Following laser ablation, the slide was imaged in a Nikon Instruments Eclipse Ti-E Inverted Microscope, at 40 × magnification with images captured using a Photometrics Cascade:1 K EMCCD Imaging Camera (Coherent Scientific SA, Australia). The discreet ablated spots were then measured and images were captured.
Results and Discussion
Once the images of the ablated slides were captured and ablation spot diameters measured, an immediate trend was recognized. Focusing was performed by using the in-built arbitrary unit scale on the bracket that contained the final collimating lens. The bracket is able to be slid up and down, lengthening and shortening the distance between the laser output and the sample in increments on a range of –9 to +25. By adjusting the laser in increments of 5 units, it was easy to see the effect of adjusting this distance.

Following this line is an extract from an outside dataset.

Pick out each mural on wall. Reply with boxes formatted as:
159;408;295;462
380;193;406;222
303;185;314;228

The laser was then sampled at both extremes of the range of movement, producing starkly different results, which could each be equally useful depending on the desired result.
The spots also appear to be more uniformly ablated, which, as we have characterized previously , has potential implications for the integrity of the data analyzed from subsequent ablation locations.
From the above results, it is clear that by making minor adjustments to the optics of the instrument, significantly different effects can be achieved. The advantage of this is that the laser can be manually tuned to suit the intended purpose. In the case of a –9 adjustment, this could be applied to a sample where a high abundance known target needs to be imaged looking for presence or absence with maximum spatial resolution. In this case total ionization is not needed to maximize signal intensity as there is already sufficient ionization to generate high quality signal, even with the diminished area of effective ionization.
Conversely to the above, a +25 signal would be most beneficial when the most accurate relative quantitative result is needed for a wide spread of unknown molecules. In this case, total ionization of the sample is important as it localizes the ions within a particular spot (in this case it is limited to the 100 μm laser diameter) to its respective pixel, without leaving anything behind.
Our primary motivation for conducting this work was to continue investigating ways of improving several aspects of MALDI-MS. Although it is now a reasonably well-established technique, understanding the mechanisms behind laser ablation patterns  and other physiochemical phenomena are relatively new.
As we initially stated, the acquisition or modification of new instrumentation is an expensive undertaking that is beyond the reach or ability of many smaller research institutions. With this in mind, we hope that we have demonstrated that it is possible to tweak complex instrumentation in minor ways that can have significant impacts, allowing a higher level of customization and ultimately extending the range of application and improving existing data without the need for expensive or potentially destructive physical modifications to the instrument.